The church voted in July to hire the Rev. Bill Boyd, pastor of All Saints’ Presbyterian Church in Austin, Texas. Hay preached his last sermon Aug. 28, then took a month of vacation to let Boyd get settled in without having the former pastor around.
The Rev. Bill Hay has been a pastor in Homewood for 45 years, including 33 years at the 1,460-member Covenant Presbyterian Church, which he founded Oct. 1, 1978.
That kind of longevity in the pulpit is rare these days, and Hay has seen a lot of changes in Birmingham-area churches over the past five decades.
“Wednesday was considered a church night,” he said. “I’ve seen that change. Wednesday is no longer a night set aside for churches. I’ve even seen encroachment on Sunday mornings.”
Increasingly, parents are being forced to choose whether they take their children to church or have them take part in secular activities such as youth sports, he said. Spiritual enrichment of children should trump Wednesday night or Sunday morning soccer practice, he believes. “We need to help people think long-term,” Hay said.
Hay has officially retired from Covenant Presbyterian, which will honor him Sunday at the 8:30 and 11 a.m. services, with a reception to follow.
“It will be a wonderful service for a wonderful pastor,” said Stephen Folmar, minister of music at Covenant Presbyterian. “We’ll sing some of his favorite hymns.”
That will include “A Mighty Fortress is Our God,” with a brass quintet and orchestral accompaniment.
Hay, born May 1, 1940, and raised in Minnesota, graduated from Columbia Theological Seminary in Decatur, Ga., in 1966 and moved to Birmingham that year to become pastor of Edgewood Presbyterian Church. During his 12 years at Edgewood, the congregation grew from about 100 to 300, he said.
He didn’t like the direction of the increasingly liberal mainline Presbyterian Church, however, and decided to join the upstart Presbyterian Church in America, a conservative denomination founded in Birmingham at Briarwood Presbyterian Church in 1973.
Hay befriended the Rev. Frank Barker in 1966 and they remain friends.
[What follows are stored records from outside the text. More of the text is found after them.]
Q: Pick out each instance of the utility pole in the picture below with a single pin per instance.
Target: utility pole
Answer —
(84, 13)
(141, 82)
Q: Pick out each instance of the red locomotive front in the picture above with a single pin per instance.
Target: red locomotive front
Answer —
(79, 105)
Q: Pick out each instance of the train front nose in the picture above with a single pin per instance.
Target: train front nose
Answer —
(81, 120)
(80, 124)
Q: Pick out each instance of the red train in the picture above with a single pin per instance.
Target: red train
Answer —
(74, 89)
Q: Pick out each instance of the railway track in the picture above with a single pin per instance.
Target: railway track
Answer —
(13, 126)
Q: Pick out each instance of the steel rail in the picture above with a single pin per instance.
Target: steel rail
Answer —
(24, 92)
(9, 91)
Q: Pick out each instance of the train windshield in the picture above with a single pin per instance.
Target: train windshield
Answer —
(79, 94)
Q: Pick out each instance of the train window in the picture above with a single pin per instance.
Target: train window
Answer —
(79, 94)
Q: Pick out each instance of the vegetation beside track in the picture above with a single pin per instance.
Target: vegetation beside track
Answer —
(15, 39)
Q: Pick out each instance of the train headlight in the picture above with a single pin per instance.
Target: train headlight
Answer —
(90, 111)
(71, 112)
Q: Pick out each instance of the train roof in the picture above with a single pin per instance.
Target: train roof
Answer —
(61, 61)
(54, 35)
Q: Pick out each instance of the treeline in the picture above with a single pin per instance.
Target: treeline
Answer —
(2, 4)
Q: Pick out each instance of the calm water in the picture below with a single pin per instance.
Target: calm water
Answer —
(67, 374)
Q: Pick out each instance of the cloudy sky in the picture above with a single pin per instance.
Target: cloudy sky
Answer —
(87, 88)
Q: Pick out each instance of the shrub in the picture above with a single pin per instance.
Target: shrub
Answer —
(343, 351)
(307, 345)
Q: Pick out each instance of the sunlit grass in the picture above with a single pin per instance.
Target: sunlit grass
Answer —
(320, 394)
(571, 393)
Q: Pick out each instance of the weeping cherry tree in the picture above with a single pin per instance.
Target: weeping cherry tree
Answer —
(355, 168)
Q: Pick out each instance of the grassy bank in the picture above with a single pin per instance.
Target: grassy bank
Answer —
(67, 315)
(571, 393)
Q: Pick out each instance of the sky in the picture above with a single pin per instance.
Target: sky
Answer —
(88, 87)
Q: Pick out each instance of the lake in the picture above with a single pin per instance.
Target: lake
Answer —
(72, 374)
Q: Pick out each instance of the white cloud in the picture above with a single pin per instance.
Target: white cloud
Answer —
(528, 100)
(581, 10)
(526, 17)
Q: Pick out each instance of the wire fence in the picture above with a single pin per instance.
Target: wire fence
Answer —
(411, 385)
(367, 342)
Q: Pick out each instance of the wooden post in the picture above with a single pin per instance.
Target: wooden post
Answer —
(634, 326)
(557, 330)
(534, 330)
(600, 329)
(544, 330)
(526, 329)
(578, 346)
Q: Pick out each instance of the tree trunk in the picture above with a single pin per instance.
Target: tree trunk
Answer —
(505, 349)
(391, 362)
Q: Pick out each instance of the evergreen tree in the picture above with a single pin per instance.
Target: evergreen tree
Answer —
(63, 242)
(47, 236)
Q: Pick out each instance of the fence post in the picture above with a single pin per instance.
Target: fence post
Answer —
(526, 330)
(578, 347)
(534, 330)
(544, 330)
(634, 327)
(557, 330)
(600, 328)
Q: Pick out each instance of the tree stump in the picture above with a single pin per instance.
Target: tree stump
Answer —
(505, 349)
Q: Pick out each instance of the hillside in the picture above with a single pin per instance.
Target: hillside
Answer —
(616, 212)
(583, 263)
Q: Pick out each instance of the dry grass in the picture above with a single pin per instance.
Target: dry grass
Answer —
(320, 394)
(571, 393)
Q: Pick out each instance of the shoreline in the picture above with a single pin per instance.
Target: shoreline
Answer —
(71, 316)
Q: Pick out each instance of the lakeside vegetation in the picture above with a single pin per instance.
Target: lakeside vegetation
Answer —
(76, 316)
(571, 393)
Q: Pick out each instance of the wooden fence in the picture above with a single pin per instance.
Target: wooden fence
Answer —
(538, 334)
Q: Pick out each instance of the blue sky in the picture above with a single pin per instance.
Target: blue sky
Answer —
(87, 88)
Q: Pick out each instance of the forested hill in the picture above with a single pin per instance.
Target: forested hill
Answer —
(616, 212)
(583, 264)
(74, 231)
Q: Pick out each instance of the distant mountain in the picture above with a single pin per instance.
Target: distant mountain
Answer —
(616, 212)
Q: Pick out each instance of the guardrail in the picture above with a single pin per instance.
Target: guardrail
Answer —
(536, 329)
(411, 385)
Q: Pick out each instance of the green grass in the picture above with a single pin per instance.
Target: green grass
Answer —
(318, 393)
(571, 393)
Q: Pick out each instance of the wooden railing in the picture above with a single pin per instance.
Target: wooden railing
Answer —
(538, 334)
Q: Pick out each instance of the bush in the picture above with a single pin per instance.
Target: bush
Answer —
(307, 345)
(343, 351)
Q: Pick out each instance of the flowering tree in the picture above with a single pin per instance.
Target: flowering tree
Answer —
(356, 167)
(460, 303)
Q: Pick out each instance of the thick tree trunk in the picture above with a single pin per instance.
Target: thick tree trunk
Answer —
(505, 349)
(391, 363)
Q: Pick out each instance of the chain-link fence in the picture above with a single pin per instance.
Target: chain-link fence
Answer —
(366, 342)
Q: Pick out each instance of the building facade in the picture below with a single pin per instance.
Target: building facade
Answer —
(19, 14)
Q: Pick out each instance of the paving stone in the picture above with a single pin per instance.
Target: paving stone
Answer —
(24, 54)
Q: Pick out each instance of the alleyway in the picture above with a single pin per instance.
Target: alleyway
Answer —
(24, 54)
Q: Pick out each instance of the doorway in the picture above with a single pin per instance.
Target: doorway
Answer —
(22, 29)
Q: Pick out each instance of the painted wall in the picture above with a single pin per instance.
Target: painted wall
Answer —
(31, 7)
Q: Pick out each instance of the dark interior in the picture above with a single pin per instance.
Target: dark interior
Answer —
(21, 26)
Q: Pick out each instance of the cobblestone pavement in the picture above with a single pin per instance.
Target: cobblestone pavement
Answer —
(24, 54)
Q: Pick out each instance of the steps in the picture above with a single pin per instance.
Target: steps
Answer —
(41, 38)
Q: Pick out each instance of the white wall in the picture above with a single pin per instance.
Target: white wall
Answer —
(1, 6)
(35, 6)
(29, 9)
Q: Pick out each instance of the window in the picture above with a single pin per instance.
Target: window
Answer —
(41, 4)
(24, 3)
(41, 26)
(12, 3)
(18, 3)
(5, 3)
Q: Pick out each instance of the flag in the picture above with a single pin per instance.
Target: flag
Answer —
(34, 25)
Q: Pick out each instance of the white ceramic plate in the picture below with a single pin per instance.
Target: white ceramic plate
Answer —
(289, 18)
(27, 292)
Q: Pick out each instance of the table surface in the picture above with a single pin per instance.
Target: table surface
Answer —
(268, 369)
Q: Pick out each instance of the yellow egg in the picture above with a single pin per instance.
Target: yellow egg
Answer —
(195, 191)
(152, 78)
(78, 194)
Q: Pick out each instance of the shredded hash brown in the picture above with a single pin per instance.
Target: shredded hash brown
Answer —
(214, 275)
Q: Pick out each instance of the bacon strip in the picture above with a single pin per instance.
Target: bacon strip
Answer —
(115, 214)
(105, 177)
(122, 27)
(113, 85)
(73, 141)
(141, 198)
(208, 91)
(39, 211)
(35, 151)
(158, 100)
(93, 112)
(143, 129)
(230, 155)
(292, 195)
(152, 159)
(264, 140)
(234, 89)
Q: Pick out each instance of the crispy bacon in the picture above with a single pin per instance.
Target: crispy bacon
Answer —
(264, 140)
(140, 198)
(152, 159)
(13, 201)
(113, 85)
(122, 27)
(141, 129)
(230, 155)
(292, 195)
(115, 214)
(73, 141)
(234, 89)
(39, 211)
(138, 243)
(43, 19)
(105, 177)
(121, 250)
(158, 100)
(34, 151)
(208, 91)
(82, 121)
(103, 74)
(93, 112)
The two worked together to found Birmingham Theological Seminary in 1972 at Edgewood Presbyterian, seeing the need for an inexpensive but high-quality theological education for area ministers. It later moved to Briarwood, the 4,100-member church where Barker was pastor from 1960-99.
The PCA has fought some of the trends in the Presbyterian Church (USA) such as allowing ordination of openly practicing gays.